1. À l’heure actuelle, les forces afghanes sont envoyés régulièrement en Syrie tous les mardis. Les Afghans résidants les départements du centre de l’Iran sont d’abord inscrits dans un bureau de recrutement du CGRI dans le sud de Téhéran (en face de la station métro du Mausolée de Khomeiny) avant d’être transférés à la Garnison de Khair-ul-Hafeddin dans le quartier Chahriar (sud de Téhéran). Ils sont ensuite transportés en Syrie depuis l’aéroport Khomeiny par les lignes des deux Compagnies Iran Air et Mahan. Environ 2000 Afghans sont envoyés chaque semaine en Syrie par cet acheminement.

Les conseils départementaux ont ouvert des bureaux d’inscription pour les Afghans dans divers départements du pays.
Un certain nombre de ces Afghans suivent d’abord une formation militaire dans un camp d’entrainement du CGRI proche de la ville de Qom. D’autres sont formés en Syrie même.

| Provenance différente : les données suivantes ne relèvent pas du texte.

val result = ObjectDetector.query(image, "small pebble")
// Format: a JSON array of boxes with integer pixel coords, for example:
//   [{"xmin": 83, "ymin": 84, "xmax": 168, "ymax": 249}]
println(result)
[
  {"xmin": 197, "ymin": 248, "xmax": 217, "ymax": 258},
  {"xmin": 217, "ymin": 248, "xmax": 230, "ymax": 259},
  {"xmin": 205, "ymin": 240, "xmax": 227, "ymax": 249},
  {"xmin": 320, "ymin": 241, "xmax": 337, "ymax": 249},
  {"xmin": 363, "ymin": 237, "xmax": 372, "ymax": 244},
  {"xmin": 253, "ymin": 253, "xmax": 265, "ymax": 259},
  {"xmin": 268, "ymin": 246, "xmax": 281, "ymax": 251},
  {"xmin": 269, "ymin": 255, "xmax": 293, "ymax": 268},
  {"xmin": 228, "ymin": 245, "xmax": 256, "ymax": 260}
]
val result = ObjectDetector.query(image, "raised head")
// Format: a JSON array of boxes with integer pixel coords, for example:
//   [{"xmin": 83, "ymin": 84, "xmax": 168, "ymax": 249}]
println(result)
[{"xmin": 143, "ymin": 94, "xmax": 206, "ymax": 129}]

2. Toutes les personnes qui sont envoyés en Syrie par le CGRI, obtiennent une carte d’identité délivrée par le commandement général du CGRI dans un immeuble appelé bâtiment en verre (ChicheÏ) toute proche de l’aéroport de Damas. Cet appartement de 5 étages abrite le QG du CGRI en Syrie.
Après avoir obtenu leur papier d’identité, les Afghans sont transférés à la Garnison Cheybani (appelée aussi la Caserne d’Imam Hussein) à l’ouest de Damas, avant d’être affectés aux unités qui combattent dans divers points de la Syrie.

Ceux qui n’ont pas eu de formation militaire, seront formés dans cette même caserne. Les Afghans restent entre un mois et demi à deux mois en Syrie. Avec l’intensification des hostilités lors des mois derniers, le nombre des Afghans déployés dans ce pays par la théocratie iranienne a augmenté et de nombreux d’entre eux ont été tués. Des enfants de 14 ans se trouvent également parmi ces troupes afghanes recrutées par les Pasdaran.

3. Les Gardiens de la Révolution déploient également en Syrie de nombreuses milices irakiennes qui sont à leur solde. La division Badr, le mouvement Al-Nujaba et les milices Assa'ib-Ahl’el Hagh, Kata'ib Imam Ali, Kata'ib Seyyed al-Chohada, le mouvement Al-Abdal, la milice Ansarallah-Owfia, la milice Saraya-Khorassani et la milice Kata'ib-Seffin sont parmi les forces paramilitaires qui combattent pour le pouvoir iranien en Syrie.

Le CGRI a mis sur pied une garnison proche de la ville d’Abadan (sud de l’Iran) dans la zone Polé-No, sur le chemin de la ville de Chalamcheh, pour la formation des miliciens du mouvement Al-Abdal. Les membres de ce groupe sont tout d’abord transférés de Bassorah (sud de l’Irak) à cette garnison pour une brève formation militaire et idéologique, avant d’être envoyés en Syrie. Un bureau de ce groupe qui a été ouvert dans la rue Amir-Abad au centre-ville d’Abadan est dirigé par un certain Abou Fatmeh-El-Amara.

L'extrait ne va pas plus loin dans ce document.